Oliver ve Elizabeth Stanton Vakfı’nın cömert destekleri sayesinde sizlere sunabildiğimiz, Amerika Birleşik Devletleri Holokost Anı Müzesi’nin podcast dizisi Antisemitizm Üzerine Konuşmalar programına hoş geldiniz. Ben, sunucunuz Aleisa Fishman. Günümüz dünyasında antisemitizmin ve nefret etkisinin pek çok yolunu sizlere yansıtmak üzere iki haftada bir konuk davet edeceğiz. Washington DC’den Navila Rashid sizlerle.
NAVILA RASHID:
Ben bir Müslümanım ve baş örtüsü takıyorum. Gerçi son zamanlarda çıkartıyorum. Müze kendimle, dinimle ve çevremle olan bağlantımı şekillendirmeme yardımcı oldu. Tırnak içinde, kendimi bulduğumu söylemem yanlış olmaz. Çünkü ruhanî bir yolculuktan da geçiyordum. Bu programa başladığımda yaptığımız faaliyetlerden biri, ayrımcılığa uğradığımız belli anları konuşmaktı. Ben de baş örtüsü veya türban takmama neden olan anları ve taktıktan sonra başıma gelenleri anlatmaya karar verdim. Onlara insanların bana karşı, türban takmamdan önceki davranışlarıyla türban takmamdan sonraki davranışları arasında büyük farklar olduğunu söyledim. Sokakta yürürken güvenlik görevlilerinin bana nasıl davrandıklarını, buna karşılık baş örtüm yokken sokakta yürüyebildiğimi ve diğer turistler gibi davrandığımı anlattım. Ama türban takınca insanların ne kadar acımasız olabileceğini anladım. Fakat ben bunları atlatıp hayatıma devam edecek kadar güçlü biriyim. Bunun, benim açımdan çokça cesaret gerektirdiğini hissettim. Ayrıca herkesin bunu duymasının ve anlamasının cesaret verici olduğunu da hissettim. Çünkü pek çok kişi neler yaşadığımı anlamıyor. Ama anladılar. Odamdaki insanlar, öğrenci arkadaşlarım... Anladılar.

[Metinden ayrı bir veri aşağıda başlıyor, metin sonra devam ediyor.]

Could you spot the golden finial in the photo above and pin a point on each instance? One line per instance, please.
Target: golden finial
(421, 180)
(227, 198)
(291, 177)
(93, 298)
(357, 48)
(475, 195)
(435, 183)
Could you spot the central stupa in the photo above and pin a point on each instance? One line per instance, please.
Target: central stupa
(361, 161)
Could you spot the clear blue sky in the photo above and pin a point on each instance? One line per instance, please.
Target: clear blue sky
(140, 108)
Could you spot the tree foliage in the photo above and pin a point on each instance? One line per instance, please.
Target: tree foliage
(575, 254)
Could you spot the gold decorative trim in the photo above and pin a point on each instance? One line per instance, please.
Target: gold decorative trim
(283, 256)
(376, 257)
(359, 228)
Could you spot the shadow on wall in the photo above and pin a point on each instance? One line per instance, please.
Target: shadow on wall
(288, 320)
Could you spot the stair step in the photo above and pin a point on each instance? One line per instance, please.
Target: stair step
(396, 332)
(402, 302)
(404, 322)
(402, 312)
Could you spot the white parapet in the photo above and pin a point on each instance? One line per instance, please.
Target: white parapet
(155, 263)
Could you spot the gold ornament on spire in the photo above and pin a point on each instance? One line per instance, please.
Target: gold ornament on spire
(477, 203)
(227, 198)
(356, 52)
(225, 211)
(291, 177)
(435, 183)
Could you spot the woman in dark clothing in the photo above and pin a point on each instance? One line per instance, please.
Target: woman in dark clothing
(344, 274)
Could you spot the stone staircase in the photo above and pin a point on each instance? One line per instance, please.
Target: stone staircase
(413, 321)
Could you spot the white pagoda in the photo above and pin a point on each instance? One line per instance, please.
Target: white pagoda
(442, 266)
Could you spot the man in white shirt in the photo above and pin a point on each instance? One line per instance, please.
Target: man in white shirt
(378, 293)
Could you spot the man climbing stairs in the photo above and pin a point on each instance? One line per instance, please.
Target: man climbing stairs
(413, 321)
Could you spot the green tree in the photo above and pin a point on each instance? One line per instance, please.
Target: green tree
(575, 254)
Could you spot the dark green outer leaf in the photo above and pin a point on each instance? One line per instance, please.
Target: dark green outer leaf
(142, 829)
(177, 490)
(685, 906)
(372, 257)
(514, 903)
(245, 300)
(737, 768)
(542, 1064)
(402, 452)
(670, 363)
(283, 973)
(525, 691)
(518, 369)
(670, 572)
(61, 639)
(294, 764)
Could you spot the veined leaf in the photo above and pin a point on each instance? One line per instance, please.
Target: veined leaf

Müze’nin üzerimde cehaletten ve nefretten kurtulmak açısından daha iyi bir Müslüman olmamı sağlayan büyük bir etkisi oldu. Çünkü bu, Müze’nin ve verdiği mesajların temel özelliklerinden biri. İslam esas itibarıyla barış demek. Çoğu insan bunu bilmiyor. Malum, medyayla, terörizmle, ne bileyim, intihar bombacılarıyla, İslam kelimesini duyunca aklınıza pek de fazla barış gelmiyor. Kendimi daha iyi bir Müslüman gibi hissediyorum. Çünkü cehaletin ve duyarsızlığın üstesinden gelme kavramını anlayabiliyorum. Ve bunu dinimle bir araya getirebiliyorum. Benim dinimin de aynı prensiplere, aynı temel prensiplere sahip olduğunu fark ediyorum. Pek çok kişi sorguluyor “Kafa karıştırıcı bir durum olmalı. Yahudi inancını anlamaya çalışırken kendi dinini nasıl öğreniyorsun?” Aralarında karşılıklı bağlantı olduğunu anlayarak çevremdeki her şeyle karşılaşabileceğimi düşünüyorum.
Farklı gruplara mensup insanların bir araya gelip her konuda konuşması çok önemli: Siyaset, eğlence, her ne olursa, aklınıza ne gelirse. İnsanların birbirlerinden farklı olmadığını fark etmelerini sağlarsınız. Ve şayet benzerlik duygunuz varsa insanlar kendi çevrelerine, topluluklarının ya da ailelerin çevresine ördükleri bu duvarı yıkarlar. Bence bu iletilmesi gereken çok önemli bir mesaj.